I don't meet men at work anyway, although plenty do. I honestly think it must be something about me.

OP posts:
deepestdarkestperu · 07/10/2017 16:47

If you had four dates, you obviously had some interest!

Why did none of them go any further?

deepestdarkestperu · 07/10/2017 16:47

X-post.

So, the two you liked, why did they not go further?

heateallthebuns · 07/10/2017 16:48

It seems like you're answering your own question, you don't have a boyfriend because you feel like it's not for you. If you do decide you want a boyfriend, you'd have to persevere with dating until you find someone it works out with.

silverylamp · 07/10/2017 16:48

Two didn't like me, two I wasn't keen on. It was four dates in two years though!

OP posts:
FloControl · 07/10/2017 16:50

I feel your pain silvery. I'm 46 and haven't even started dating. Needless to say I haven't slept with any women either (I am male heterosexual just to be clear). Maybe I'm invisible ?

Eebahgum · 07/10/2017 16:53

I honestly think it's not something about you. That's the point I'm trying to make. Out of the dates you've had 50% didn't progress because you weren't interested. Is that because something was "wrong" with them and they'll never have a successful relationship with anyone? No! It's just because they didn't match you very well.

Eebahgum · 07/10/2017 16:54

Maybe you should go on a date with flocontrol! You'd have a pretty awesome story about how you met!

heateallthebuns · 07/10/2017 16:54

Did you want more than four dates?
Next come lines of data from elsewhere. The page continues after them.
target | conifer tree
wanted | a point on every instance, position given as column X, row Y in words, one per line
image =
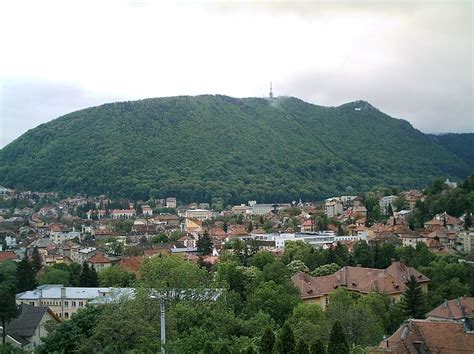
column 317, row 347
column 286, row 342
column 337, row 340
column 8, row 308
column 301, row 347
column 36, row 259
column 267, row 342
column 413, row 300
column 25, row 274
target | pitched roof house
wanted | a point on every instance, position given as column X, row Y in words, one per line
column 27, row 330
column 422, row 336
column 456, row 310
column 362, row 280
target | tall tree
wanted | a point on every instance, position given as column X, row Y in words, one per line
column 413, row 300
column 25, row 274
column 8, row 308
column 317, row 347
column 204, row 244
column 267, row 342
column 286, row 340
column 337, row 340
column 36, row 259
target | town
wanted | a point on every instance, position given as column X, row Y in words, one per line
column 80, row 250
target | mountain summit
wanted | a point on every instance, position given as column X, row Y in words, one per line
column 205, row 147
I'd say you'd need more than that to meet someone you liked and who liked you. The odds aren't very good if you're meeting that few people. Like others said, what about a hobby where you meet people, and putting the word out to your friends in case they know anyone.
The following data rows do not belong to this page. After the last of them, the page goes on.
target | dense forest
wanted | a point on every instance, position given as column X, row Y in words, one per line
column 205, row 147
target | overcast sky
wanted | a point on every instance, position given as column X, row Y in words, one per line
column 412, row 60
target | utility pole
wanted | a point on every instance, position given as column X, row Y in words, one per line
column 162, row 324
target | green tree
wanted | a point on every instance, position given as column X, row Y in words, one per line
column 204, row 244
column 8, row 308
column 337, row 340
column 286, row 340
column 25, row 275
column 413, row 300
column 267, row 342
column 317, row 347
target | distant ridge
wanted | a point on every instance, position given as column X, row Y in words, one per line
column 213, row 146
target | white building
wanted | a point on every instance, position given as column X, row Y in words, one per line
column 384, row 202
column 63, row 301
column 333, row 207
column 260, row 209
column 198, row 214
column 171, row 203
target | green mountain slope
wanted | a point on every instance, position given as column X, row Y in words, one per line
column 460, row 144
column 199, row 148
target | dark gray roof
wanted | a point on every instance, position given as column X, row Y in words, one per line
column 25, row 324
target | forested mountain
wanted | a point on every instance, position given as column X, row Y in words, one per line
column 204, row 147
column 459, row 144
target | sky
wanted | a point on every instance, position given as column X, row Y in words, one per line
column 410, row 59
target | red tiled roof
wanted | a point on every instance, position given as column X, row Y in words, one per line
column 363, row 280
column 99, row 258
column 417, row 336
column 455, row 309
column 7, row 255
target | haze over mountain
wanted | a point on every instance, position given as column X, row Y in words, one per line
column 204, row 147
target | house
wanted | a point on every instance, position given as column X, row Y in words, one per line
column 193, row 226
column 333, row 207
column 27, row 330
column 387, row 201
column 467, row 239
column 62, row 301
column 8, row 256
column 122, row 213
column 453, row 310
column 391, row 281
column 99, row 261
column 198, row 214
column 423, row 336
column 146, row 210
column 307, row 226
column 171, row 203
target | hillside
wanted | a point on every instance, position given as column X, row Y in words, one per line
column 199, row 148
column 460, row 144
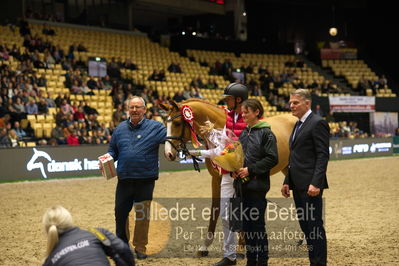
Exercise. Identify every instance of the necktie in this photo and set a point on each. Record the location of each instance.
(297, 127)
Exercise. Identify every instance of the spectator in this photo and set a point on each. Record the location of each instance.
(31, 107)
(72, 139)
(119, 115)
(92, 84)
(135, 182)
(12, 135)
(83, 137)
(174, 68)
(211, 84)
(19, 130)
(79, 115)
(178, 97)
(18, 105)
(47, 31)
(318, 110)
(129, 65)
(58, 134)
(66, 108)
(187, 93)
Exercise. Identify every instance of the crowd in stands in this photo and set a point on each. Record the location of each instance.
(76, 121)
(365, 84)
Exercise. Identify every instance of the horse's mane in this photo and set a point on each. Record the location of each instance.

BlondeB83 · 07/10/2017 16:54

Try Tinder!

silverylamp · 07/10/2017 16:55

It isn't going to happen now, but I am wondering why it has never happened.

OP posts:
x2boys · 07/10/2017 16:55

Tbh theres no guarantee of meeting the right person but i think you have to be open to meeting men if you want a relationship a friend of friend didnt meet her husband untill she was 36/37shes good looking is a nice person etc it just didnt happen untill then shes now married with two kids though .

heateallthebuns · 07/10/2017 16:57

I doubt it's anything about you. There's someone for everyone. It could be a combination of not meeting enough people and not being very good at flirting or not really liking much about the people you meet.
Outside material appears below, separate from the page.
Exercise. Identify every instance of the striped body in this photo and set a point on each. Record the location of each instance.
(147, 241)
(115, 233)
Winterbeaches · 07/10/2017 16:57

Have you had any casual flings? What about past relationships? I think sometimes if you've had bad experiences in the past, you can put up a bit of a wall without realising it, and come across as cold/uninterested. Not saying this is you, but I've known it to happen before.

What sort of partner were you looking for/what was your online profile like? Were you "picky", saying you'd only date a vegetarian or something? Not that there's anything wrong with that, but it limits the pool.

ludothedog · 07/10/2017 16:59

For internet dating to work you have to be proactive. You have to contact people. you can't just wait for them to contact you (unless you look like a supermodel). Also you have to date A LOT. I think I read that to meet one person that you would want to see again the average is 10 dates.

If you are low in confidence, are introverted or suffer from anxiety it can be really nerve racking going on lots of dates. You have to change your mind set. Don't take them too seriously and don't think that every date will = true love. You just have to think that it is a night out for a bit of fun. Easy to say, but not easy to do. I found internet dating very hard for reasons stated above. Works for some though!